No caso do Festival de Parintins, o Governo do Estado destinou cerca de R$ 50 milhões para a realização do evento nos últimos três anos, evidenciando o protagonismo do ente público no financiamento do festival. Além desse, o débito engloba diversos eventos do calendário cultural promovidos pelo Estado, entre eles o Festival Folclórico do Amazonas (Categoria Ouro), os Ensaios dos Bumbás realizados no Sambódromo, a Festa dos Visitantes, em Parintins, a Festa da Vitória, também no Sambódromo, e apresentações promovidas pelos corpos artísticos do Amazonas no Teatro Amazonas.

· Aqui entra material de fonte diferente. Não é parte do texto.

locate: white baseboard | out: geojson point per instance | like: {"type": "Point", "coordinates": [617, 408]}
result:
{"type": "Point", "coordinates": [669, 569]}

“O pagamento dos direitos autorais não representa uma taxa destinada ao Ecad, mas a remuneração devida aos compositores e artistas pela utilização pública de suas músicas. Quando um evento é realizado sem essa regularização, são os criadores da música brasileira que deixam de receber por seu trabalho. Não é coerente que o Governo do Amazonas invista milhões na realização de grandes eventos culturais e deixe de remunerar justamente quem cria a trilha sonora dessas celebrações“, afirma Nereu Silveira, gerente regional do Ecad, responsável pelo estado do Amazonas.
Segundo o Ecad, a Secretaria de Estado de Cultura e Economia Criativa tem se recusado a receber representantes da instituição e a dialogar sobre a quitação da dívida, bem como sobre a regularização dos eventos futuros, dificultando uma solução administrativa para a questão. De acordo com a legislação brasileira, o pagamento dos direitos autorais pela execução pública de músicas é obrigatório para qualquer pessoa física ou jurídica que promova eventos ou utilize música publicamente, independentemente de haver cobrança de ingresso ou da finalidade da realização.
No caso de eventos, o valor devido do direito autoral é um percentual sobre a receita bruta do evento ou, quando não há renda, sobre as despesas com música (cachê, som, palco etc). Do total arrecadado pelo Ecad, 85% são destinados diretamente aos compositores, intérpretes, músicos, editores e demais titulares de direitos autorais; 6% são repassados às associações de gestão coletiva; e 9% correspondem às despesas operacionais do Ecad.